There is no evidence for the events described in Egypt in Exodus at all, none. Avaris was the Hyksos capitol, and as the Hyksos were from the Levant it is likely that they were semitic people, but there is no evidence that the Hebrew ethnicity had split off from the other Canaanites at the time of the Hyksos. Egyptian loan words makes a lot of sense, because Egyptians controlled and dominated the Levant for the vast majority of the Bronze Age, and never once noticed the Hebrew people or religion until after the Bronze Age Collapses. The people who would eventually become Hebrews likely picked up the language and customs from the empire that ruled over them and that they paid tribute to. The oldest seals for Hebrew kings use Egyptian symbolism, indicating they were still beholden to the Egyptians even into the Iron Age around 700 BCE. Arab and Aramaic peoples arrived in the Iron Age and were more influenced by Assyrian culture.

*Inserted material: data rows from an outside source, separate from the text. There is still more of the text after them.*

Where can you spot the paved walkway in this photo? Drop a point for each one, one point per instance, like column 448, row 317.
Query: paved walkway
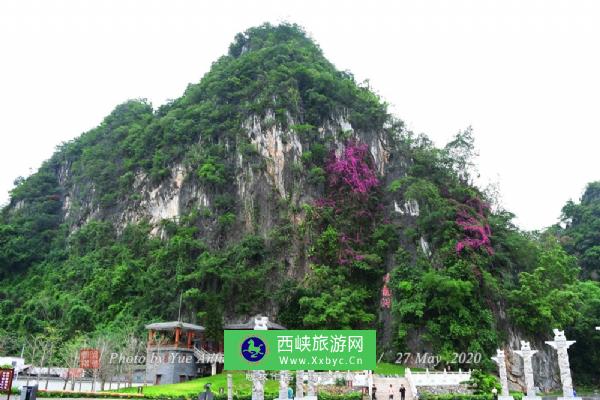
column 383, row 387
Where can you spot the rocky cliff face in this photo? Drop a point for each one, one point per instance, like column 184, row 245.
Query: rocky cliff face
column 248, row 152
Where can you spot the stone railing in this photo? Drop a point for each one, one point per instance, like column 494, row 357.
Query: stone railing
column 435, row 378
column 205, row 357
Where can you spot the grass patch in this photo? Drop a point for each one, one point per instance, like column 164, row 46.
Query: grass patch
column 241, row 386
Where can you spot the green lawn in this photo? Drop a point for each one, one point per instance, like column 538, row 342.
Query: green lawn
column 195, row 386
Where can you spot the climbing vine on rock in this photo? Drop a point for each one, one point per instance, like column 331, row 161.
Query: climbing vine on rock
column 349, row 244
column 471, row 218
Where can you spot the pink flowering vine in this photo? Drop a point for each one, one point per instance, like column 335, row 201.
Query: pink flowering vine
column 351, row 173
column 471, row 218
column 352, row 169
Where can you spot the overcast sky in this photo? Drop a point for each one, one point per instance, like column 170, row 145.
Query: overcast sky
column 524, row 74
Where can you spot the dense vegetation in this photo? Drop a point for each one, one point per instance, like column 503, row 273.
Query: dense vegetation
column 460, row 272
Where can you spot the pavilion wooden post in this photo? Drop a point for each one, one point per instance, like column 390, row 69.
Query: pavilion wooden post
column 190, row 338
column 177, row 336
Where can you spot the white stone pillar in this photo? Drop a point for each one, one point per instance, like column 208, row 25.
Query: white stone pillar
column 229, row 387
column 526, row 354
column 312, row 386
column 284, row 377
column 501, row 361
column 259, row 377
column 299, row 395
column 258, row 388
column 561, row 344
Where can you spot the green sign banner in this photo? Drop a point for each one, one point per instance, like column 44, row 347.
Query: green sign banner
column 277, row 350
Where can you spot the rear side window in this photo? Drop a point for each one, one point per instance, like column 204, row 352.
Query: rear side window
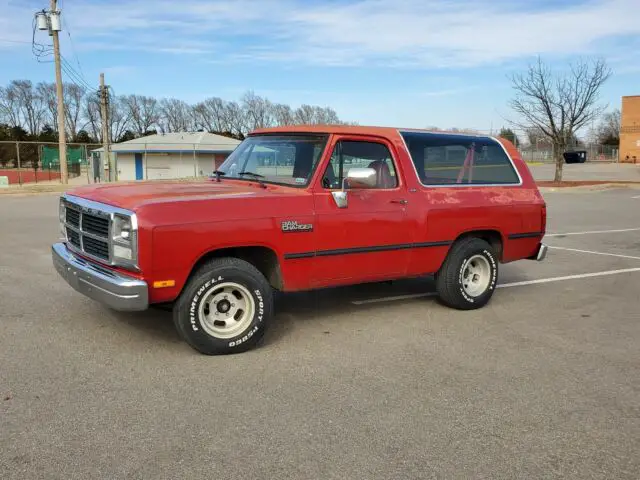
column 444, row 159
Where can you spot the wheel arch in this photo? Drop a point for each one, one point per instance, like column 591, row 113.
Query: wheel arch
column 492, row 236
column 263, row 258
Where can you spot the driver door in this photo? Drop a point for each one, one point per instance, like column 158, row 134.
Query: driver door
column 369, row 239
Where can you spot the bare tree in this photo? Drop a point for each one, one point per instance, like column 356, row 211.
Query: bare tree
column 559, row 104
column 258, row 111
column 47, row 92
column 283, row 114
column 211, row 115
column 235, row 119
column 29, row 104
column 175, row 116
column 73, row 96
column 9, row 108
column 304, row 115
column 144, row 112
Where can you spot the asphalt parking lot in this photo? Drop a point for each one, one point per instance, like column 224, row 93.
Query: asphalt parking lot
column 374, row 381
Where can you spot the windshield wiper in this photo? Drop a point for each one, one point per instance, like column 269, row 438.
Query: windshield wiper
column 257, row 175
column 218, row 174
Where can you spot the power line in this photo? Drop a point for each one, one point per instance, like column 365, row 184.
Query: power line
column 77, row 78
column 7, row 40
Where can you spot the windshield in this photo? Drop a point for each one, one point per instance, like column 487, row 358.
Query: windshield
column 283, row 159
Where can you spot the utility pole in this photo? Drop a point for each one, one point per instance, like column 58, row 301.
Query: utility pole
column 54, row 26
column 104, row 115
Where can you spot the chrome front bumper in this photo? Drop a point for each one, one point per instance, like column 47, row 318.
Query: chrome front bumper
column 115, row 290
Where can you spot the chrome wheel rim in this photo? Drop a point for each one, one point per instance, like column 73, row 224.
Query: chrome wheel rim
column 226, row 310
column 476, row 275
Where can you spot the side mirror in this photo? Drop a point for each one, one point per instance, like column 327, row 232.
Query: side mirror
column 356, row 178
column 361, row 178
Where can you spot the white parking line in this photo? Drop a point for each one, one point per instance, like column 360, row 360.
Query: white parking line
column 569, row 277
column 593, row 231
column 594, row 253
column 505, row 285
column 393, row 299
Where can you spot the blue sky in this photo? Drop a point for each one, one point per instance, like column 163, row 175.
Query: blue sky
column 413, row 63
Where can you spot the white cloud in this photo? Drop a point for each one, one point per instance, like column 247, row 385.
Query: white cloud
column 405, row 33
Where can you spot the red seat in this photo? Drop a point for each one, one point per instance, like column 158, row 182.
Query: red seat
column 383, row 174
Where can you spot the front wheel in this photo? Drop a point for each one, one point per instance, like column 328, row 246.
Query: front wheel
column 224, row 307
column 468, row 276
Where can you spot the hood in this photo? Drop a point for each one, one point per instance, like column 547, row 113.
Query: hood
column 134, row 195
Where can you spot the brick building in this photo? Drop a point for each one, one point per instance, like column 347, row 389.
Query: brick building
column 630, row 129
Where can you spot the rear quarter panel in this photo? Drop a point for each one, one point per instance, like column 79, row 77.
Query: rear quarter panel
column 443, row 213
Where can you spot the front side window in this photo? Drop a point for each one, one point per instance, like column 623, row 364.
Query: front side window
column 349, row 154
column 445, row 159
column 282, row 159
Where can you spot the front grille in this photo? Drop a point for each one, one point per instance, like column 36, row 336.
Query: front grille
column 73, row 217
column 88, row 230
column 97, row 248
column 95, row 225
column 73, row 237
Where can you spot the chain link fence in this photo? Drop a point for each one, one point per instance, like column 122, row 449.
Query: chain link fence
column 546, row 154
column 38, row 162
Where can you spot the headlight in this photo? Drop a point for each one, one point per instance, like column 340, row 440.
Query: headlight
column 62, row 215
column 122, row 230
column 124, row 238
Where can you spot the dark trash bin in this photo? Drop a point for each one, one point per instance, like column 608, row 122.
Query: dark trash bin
column 579, row 156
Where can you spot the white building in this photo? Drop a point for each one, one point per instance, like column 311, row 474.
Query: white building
column 170, row 155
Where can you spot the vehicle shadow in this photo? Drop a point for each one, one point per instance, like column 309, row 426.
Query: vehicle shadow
column 291, row 309
column 156, row 322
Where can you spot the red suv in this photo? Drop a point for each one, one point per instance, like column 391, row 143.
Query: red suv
column 298, row 208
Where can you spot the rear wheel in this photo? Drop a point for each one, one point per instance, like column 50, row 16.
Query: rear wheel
column 224, row 307
column 468, row 276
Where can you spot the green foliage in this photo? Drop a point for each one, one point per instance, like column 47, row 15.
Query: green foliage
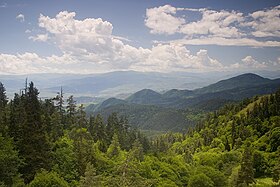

The Mernephtah Stele does not mention the defeat of Isreal, it mentions the defeat of nomadic foreign people called Isiriar, among others. This might or might not he Israel, but if so this is rhe first ever mention in all of written history of Israel or the Hebrew people. This would be the first time that anyone in Egypt, despite extensive record keeping and despite controlling all the land of Israel for thousands of years, ever mentions anyone who MIGHT be Hebrew. There is nothing at all that indicates Rameses lost his chariots or that they have anything to do with his campaigns or why he went on them.

It's not conclusive and it isn't even compelling, it's wishful thinking by people who are desperate for confirmation bias.